Edward R. Murrow: Tackling a TV News Legend

If TV news were to build its own Mount Rushmore, the first face carved would be that of Edward R. Murrow. The man who brought the Nazi blitz into American living rooms with his memorable radio reports ("This ... is London") went on to become the most admired newsman of television's first decade. With his brooding brow, sonorous voice and ever present cigarette, Murrow personified the highest standards of journalism for millions. His CBS documentaries on the McCarthy witch hunts and the plight of migrant farm workers are classics of impassioned TV reportage. A movie about this legendary figure would seem an overdue tribute.

Yet an upcoming HBO docudrama on Murrow's career has run into a storm of protest, most of it from the very people who knew him best. Their complaint is not with the film's admiring portrait of Murrow (played by Hill Street Blues' Daniel Travanti) but with its less favorable depiction of the CBS executives with whom Murrow had a sometimes rocky relationship.

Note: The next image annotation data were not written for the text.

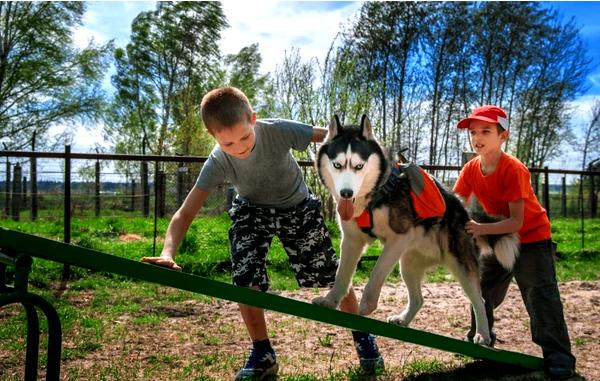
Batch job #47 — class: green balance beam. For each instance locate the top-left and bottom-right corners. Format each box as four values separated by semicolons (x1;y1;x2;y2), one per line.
0;228;543;370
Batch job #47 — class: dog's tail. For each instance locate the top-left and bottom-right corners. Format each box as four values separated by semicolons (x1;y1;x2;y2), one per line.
475;233;519;271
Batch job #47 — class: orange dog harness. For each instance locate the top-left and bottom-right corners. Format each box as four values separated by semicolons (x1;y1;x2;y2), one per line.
354;163;446;236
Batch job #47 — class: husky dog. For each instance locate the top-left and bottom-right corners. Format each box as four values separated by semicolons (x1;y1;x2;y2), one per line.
313;115;518;345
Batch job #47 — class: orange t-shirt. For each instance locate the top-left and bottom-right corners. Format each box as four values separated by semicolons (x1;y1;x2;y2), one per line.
454;152;551;243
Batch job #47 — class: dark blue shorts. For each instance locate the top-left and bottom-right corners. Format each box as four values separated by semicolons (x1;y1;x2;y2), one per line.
229;194;338;291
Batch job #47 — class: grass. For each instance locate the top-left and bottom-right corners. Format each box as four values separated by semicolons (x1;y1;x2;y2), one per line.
0;214;600;380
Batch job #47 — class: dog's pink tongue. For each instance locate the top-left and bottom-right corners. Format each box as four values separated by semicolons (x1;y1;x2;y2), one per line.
338;198;354;221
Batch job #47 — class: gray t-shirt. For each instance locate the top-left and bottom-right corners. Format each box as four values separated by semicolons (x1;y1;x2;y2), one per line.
196;119;313;208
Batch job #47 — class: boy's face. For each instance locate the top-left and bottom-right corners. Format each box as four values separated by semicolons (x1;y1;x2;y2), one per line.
469;120;508;155
212;113;256;160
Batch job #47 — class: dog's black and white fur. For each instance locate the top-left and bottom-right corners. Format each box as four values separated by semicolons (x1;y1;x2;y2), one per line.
313;115;518;345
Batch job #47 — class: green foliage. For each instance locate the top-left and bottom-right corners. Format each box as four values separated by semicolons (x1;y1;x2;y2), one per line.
0;1;113;149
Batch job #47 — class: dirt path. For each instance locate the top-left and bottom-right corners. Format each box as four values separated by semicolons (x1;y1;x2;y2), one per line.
0;281;600;381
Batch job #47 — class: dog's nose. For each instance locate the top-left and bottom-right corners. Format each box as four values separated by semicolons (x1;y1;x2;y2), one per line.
340;188;354;198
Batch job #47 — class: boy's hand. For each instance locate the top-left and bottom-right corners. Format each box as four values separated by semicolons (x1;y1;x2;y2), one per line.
465;220;486;237
142;256;181;271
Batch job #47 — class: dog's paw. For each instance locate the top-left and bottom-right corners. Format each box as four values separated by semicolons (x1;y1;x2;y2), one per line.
388;314;410;327
312;296;338;310
358;297;377;316
473;333;492;347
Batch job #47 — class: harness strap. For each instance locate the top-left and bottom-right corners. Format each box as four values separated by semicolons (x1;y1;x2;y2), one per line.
354;163;446;237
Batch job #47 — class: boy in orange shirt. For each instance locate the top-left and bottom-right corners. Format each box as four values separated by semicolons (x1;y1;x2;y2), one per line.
454;106;575;379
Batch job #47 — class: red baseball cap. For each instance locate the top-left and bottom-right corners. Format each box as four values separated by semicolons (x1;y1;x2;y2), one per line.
456;105;508;131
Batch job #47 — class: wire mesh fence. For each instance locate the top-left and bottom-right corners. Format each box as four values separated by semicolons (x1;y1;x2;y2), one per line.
0;151;600;252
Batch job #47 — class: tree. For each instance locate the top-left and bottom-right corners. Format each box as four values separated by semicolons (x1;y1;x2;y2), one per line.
0;1;112;149
118;2;227;155
225;44;269;108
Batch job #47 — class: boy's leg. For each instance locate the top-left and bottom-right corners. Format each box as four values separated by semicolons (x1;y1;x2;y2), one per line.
515;240;575;378
238;290;269;342
278;195;384;374
466;252;513;347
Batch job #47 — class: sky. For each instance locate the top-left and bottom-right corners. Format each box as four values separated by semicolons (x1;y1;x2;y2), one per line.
65;1;600;168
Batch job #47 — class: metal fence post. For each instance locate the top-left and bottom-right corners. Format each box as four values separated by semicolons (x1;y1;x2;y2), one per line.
11;163;23;221
131;179;135;212
21;176;27;209
4;157;11;218
141;161;150;217
30;157;38;221
544;167;550;218
177;163;188;208
560;176;567;217
94;160;100;217
589;175;598;218
61;144;71;280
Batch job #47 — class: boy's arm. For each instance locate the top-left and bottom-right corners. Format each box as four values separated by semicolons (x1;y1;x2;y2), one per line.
142;186;209;271
465;199;525;237
311;126;329;143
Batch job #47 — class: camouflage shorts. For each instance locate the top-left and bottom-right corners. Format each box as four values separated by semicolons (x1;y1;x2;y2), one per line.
229;195;338;291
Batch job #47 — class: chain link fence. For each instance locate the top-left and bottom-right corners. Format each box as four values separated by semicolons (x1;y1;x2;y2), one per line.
0;151;600;251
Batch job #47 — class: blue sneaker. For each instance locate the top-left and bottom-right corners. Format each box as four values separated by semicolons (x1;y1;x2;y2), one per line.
354;334;385;375
235;348;279;381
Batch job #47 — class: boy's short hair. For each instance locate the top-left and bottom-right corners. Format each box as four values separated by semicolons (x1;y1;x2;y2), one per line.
456;105;508;133
200;86;253;133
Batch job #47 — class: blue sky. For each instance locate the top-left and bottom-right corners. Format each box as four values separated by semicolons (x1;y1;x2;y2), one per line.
68;1;600;168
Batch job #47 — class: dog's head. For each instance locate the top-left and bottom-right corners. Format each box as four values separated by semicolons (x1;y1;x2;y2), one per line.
316;115;388;220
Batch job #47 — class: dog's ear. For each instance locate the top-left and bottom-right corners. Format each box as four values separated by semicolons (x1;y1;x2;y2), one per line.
325;114;343;141
360;114;373;140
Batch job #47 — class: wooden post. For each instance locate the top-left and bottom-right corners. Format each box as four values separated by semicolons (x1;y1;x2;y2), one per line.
11;163;22;221
560;175;567;217
30;157;38;221
94;160;101;217
544;167;550;218
4;157;11;218
140;161;150;217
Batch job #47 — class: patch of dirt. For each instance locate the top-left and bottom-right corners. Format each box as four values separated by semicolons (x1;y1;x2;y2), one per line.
0;281;600;381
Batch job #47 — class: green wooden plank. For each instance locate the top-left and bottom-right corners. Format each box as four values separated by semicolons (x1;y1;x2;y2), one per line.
0;228;543;370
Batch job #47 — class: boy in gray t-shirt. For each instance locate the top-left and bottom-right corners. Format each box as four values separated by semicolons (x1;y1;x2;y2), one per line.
142;87;384;380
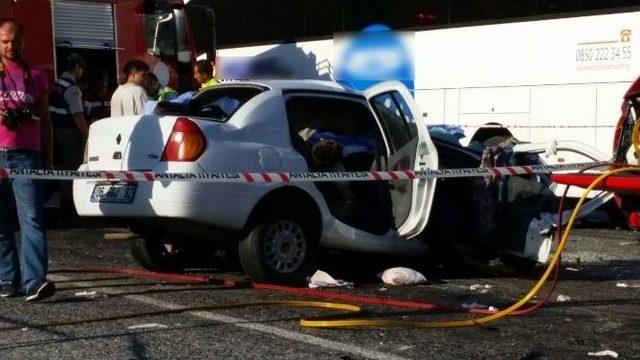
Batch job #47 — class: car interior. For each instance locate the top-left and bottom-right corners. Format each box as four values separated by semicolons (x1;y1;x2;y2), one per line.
154;85;265;122
286;95;393;234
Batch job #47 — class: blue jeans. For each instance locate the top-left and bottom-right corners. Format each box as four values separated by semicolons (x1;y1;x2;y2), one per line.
0;150;48;292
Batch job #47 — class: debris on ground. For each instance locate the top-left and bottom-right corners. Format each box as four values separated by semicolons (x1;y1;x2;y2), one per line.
588;350;618;359
616;283;640;288
462;302;498;311
398;345;416;351
127;323;168;330
309;270;353;289
469;284;493;294
74;291;98;299
379;267;427;286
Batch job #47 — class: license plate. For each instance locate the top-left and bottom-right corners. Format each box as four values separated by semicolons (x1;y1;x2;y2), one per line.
91;184;138;204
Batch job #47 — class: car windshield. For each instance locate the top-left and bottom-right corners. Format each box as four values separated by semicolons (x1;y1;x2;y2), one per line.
155;85;266;122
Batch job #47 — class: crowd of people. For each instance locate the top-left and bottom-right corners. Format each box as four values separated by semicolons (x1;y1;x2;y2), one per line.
0;21;218;301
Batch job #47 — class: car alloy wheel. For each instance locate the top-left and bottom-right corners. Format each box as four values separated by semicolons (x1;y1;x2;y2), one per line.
264;220;307;274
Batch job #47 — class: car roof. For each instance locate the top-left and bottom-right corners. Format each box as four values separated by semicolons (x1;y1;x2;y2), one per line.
222;80;362;96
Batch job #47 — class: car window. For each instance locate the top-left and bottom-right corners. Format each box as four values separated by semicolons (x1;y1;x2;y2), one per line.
392;91;418;139
371;92;412;150
286;95;386;152
155;86;265;122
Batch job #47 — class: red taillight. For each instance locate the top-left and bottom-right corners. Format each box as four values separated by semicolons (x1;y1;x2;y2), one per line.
161;118;207;161
613;113;627;153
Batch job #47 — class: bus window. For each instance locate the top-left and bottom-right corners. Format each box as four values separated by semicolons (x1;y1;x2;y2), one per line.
144;10;191;62
144;12;176;59
185;6;216;59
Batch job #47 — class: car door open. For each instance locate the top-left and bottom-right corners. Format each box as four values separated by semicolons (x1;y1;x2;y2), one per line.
364;81;438;237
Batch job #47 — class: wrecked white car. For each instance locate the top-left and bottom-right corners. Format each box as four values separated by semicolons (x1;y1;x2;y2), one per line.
74;80;600;281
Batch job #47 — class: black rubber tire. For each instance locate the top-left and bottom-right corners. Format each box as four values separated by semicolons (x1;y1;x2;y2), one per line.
130;235;186;272
238;210;319;284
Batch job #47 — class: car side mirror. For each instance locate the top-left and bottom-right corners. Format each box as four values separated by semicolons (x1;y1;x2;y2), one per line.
154;101;188;115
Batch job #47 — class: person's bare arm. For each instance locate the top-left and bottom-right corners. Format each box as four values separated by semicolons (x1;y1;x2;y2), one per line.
36;96;53;170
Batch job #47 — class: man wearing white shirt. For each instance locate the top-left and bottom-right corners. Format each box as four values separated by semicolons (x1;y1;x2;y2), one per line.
111;60;149;117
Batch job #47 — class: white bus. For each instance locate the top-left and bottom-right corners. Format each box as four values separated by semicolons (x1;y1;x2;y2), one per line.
214;0;640;160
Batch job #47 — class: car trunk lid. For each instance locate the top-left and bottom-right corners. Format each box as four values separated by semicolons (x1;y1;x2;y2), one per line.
87;115;176;170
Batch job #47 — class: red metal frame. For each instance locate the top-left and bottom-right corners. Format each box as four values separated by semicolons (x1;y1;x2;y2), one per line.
551;174;640;194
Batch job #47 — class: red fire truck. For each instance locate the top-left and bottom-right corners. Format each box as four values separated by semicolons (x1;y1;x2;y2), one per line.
0;0;215;90
552;77;640;231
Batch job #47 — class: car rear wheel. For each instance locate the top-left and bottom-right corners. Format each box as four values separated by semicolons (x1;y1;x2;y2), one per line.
238;213;318;282
131;235;186;272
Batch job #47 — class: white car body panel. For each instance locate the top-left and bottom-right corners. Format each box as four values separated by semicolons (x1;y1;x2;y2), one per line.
364;81;438;238
73;81;437;254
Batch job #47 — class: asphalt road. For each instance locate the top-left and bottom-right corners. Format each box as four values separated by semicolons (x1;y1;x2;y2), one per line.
0;224;640;359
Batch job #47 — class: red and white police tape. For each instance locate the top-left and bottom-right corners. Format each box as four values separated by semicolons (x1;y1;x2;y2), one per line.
0;162;599;183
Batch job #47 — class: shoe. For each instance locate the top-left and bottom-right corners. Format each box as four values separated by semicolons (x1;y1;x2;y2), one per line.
0;284;20;299
25;281;56;302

The controversy caught fire last fall when a journalistic organization, the Reporters Committee for Freedom of the Press, announced plans to screen Murrow in Washington as part of a fund-raising event scheduled for this week. Two prominent CBS newsmen who are members of the R.C.F.P. steering committee, Dan Rather and Walter Cronkite, voiced strong objections. The film, they charged, presents a distorted picture of the network's brass, particularly former CBS President Frank Stanton, who comes across as a shallow "numbers cruncher." Further, according to committee members, Rather argued that the R.C.F.P. should not lend its support to a movie produced by one broadcast organization (HBO is a subsidiary of Time Inc.) that appears to criticize a competitor.

The R.C.F.P. steering committee nevertheless voted 16 to 10 to proceed with this week's showing. (Two TIME correspondents on the committee, Hays Gorey and David Beckwith, abstained.) Proponents of the screening point out that the film raises important journalistic issues and that the group has sponsored showings of other movies, like Absence of Malice, with views it did not necessarily endorse. HBO meanwhile staunchly defends the movie. "The people at CBS are too close to the subject," says HBO President Michael Fuchs. "We made Murrow for our audience and not for CBS News."

What HBO's audience will see when Murrow has its debut next week is an earnest if unexceptional docudrama that exhibits most of the genre's virtues and vices. The script, by Ernest Kinoy (Roots), cogently dramatizes many of the issues that faced TV's news pioneers, from blacklisting to the gathering pres sure for ratings. When CBS Chairman William Paley (Dabney Coleman) breaks the news to Murrow that his acclaimed documentary series See It Now is losing its weekly time slot, he tries to soften the blow by lavishing praise on the program and promising a series of specials instead. TV news veterans will wince at the familiarity of that archetypal scene.